There are five separate stories in five separate locations, from Alaska to Imperial Russia, from Napoleon's Vienna to Hong Kong. Earls takes readers to London in 1978, to Vienna in 1809 and finally to Hong Kong in 2019. The link is family. Specifically two brothers, Australians, one living in Alaska, the other in Hong Kong.
Readers have a ringside seat for Rupert Murdoch's intrusion into London newspapers, for Napoleon's acceptance of the Habsburg surrender of Vienna, and for an attempt to smuggle the Tsar's son and heir from revolutionary-likely Russia to safety in London.
The pace of the novel may seem frenetic. Actually it is quite domestic and it is beautifully written. Surprisingly, readers will care for the characters, perhaps none more so than the delightfully drawn, generous and engaging London theatrical impresario, George.
The main characters are two brothers, Simon and Michael, born 10 years apart with no other siblings. Perhaps only readers in such circumstances could fully understand the difficulties this imposes on the boys. Simon is dutiful, reading Michael to sleep every night from Swallows and Amazons. That would work for many, I suspect.
We meet Michael first, in Girdwood, Alaska, where he is recovering from a traumatic road accident and in a relatively new relationship. Readers will detect a brittleness in the relationship that may concern. Michael is a gentle man, a good man, though in real estate. His care and interest for a new widow who is selling her house, their shared love of history and teaching, their mutuality, is a highlight of the book. We meet Simon as a teenage boy in London, unhappy at having been relocated from Brisbane, but caring for his mother and his younger brother, with maturity and insight. He too, readers suspect, will also grow to be a good man.

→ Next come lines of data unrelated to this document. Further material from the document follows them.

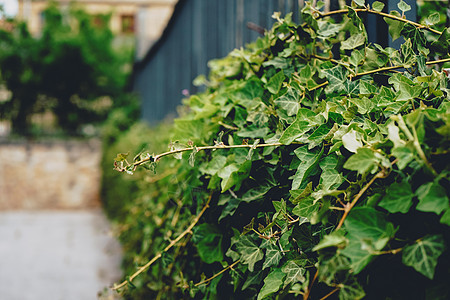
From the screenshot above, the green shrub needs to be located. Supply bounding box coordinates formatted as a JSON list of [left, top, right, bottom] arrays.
[[110, 1, 450, 299]]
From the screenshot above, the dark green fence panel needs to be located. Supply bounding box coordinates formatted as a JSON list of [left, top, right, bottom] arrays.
[[133, 0, 299, 123]]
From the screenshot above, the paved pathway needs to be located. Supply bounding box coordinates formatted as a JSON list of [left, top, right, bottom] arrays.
[[0, 210, 121, 300]]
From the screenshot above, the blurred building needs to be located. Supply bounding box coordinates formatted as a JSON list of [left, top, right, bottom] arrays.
[[17, 0, 178, 60]]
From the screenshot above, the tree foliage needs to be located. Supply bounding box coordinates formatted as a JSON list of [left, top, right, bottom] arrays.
[[110, 0, 450, 299], [0, 3, 131, 134]]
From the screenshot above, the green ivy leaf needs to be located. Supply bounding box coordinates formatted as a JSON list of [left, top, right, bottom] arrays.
[[426, 12, 441, 25], [275, 87, 300, 116], [292, 197, 320, 220], [217, 160, 252, 193], [341, 237, 374, 274], [441, 208, 450, 226], [344, 207, 394, 243], [416, 182, 449, 215], [320, 169, 344, 190], [397, 0, 411, 13], [339, 277, 366, 300], [242, 270, 264, 290], [392, 147, 414, 170], [323, 65, 348, 94], [280, 108, 316, 145], [292, 145, 324, 190], [342, 129, 363, 153], [257, 269, 286, 300], [236, 235, 264, 272], [402, 234, 445, 279], [266, 70, 285, 95], [282, 260, 306, 287], [372, 1, 384, 11], [378, 180, 414, 214], [313, 230, 348, 251], [344, 148, 379, 174], [383, 11, 405, 41], [262, 246, 283, 270]]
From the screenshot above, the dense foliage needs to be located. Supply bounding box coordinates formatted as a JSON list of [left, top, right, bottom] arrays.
[[0, 3, 132, 134], [110, 0, 450, 299]]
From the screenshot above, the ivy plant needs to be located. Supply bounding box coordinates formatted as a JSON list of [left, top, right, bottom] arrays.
[[110, 0, 450, 299]]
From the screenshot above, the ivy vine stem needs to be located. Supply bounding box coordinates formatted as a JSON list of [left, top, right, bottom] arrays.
[[316, 8, 442, 35], [130, 143, 284, 168], [112, 194, 212, 290], [335, 166, 396, 231]]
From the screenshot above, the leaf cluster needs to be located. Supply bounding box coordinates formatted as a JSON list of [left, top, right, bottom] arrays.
[[110, 1, 450, 299]]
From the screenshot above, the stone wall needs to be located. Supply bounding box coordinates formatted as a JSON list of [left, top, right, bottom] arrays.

The first two stories, therefore, are quite conventional, well-drawn and human. Nick Earls is particularly good at giving readers precise settings for his characters to operate in. No more so than his depiction of Vienna in the crisis of war and invasion. Readers may feel they are actually in the scene. Yet there is a point in the book when some may be inclined to sigh, yes it is thoroughly interesting and engaging, but what is the point? Keep reading, for the last pages reveal all that we need to know.
I did not see coming what I would soon know. Other readers may bring greater insight to their reading. But readers will always know in this book there is something there to be explained. Empires certainly repays the effort.